A Raisin in the Sun by Langston Hughes, explores the theme of dreams. Each character has a dream of their own and in some way, each of their dreams conflicts with someone else’s dream.


It depicts a family’s struggle for survival. The Younger family who lives in Southside, Chicago, fights for their civil rights during the 1960’s. They each have dreams and goals. Hughes illustrates, in “Harlem” that sometimes dreams dry up like raisins in the sun.


The climax of Raisin occurs with Bobo’s telling Walter that the money is gone and includes the family’s immediate response to this tragic news. The falling action occurs as Walter is contemplating selling his pride for Lindner’s money and then deciding not to do so.

Famous Quotes:

“MAMA Well, little boys’ hides ain’t as tough as Southside roaches. You better get over there behind the bureau. I seen one marching out of there like Napoleon yesterday.”

“There is always something left to love. And if you ain’t learned that, you ain’t learned nothing.”

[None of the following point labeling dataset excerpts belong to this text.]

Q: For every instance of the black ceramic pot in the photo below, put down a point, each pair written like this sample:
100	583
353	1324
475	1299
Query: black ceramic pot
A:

Mama: Oh—So now it’s life. Money is life. Once upon a time freedom used to be life—now it’s money. I guess the world really do change . . .
Walter: No—it was always money, Mama. We just didn’t know about it.


Asagai: Then isn’t there something wrong in a house—in a world—where all dreams, good or bad, must depend on the death of a man?


Walter: [W]e have decided to move into our house because my father—my father—he earned it for us brick by brick. We don’t want to make no trouble for nobody or fight no causes, and we will try to be good neighbors. And that’s all we got to say about that. We don’t want your money.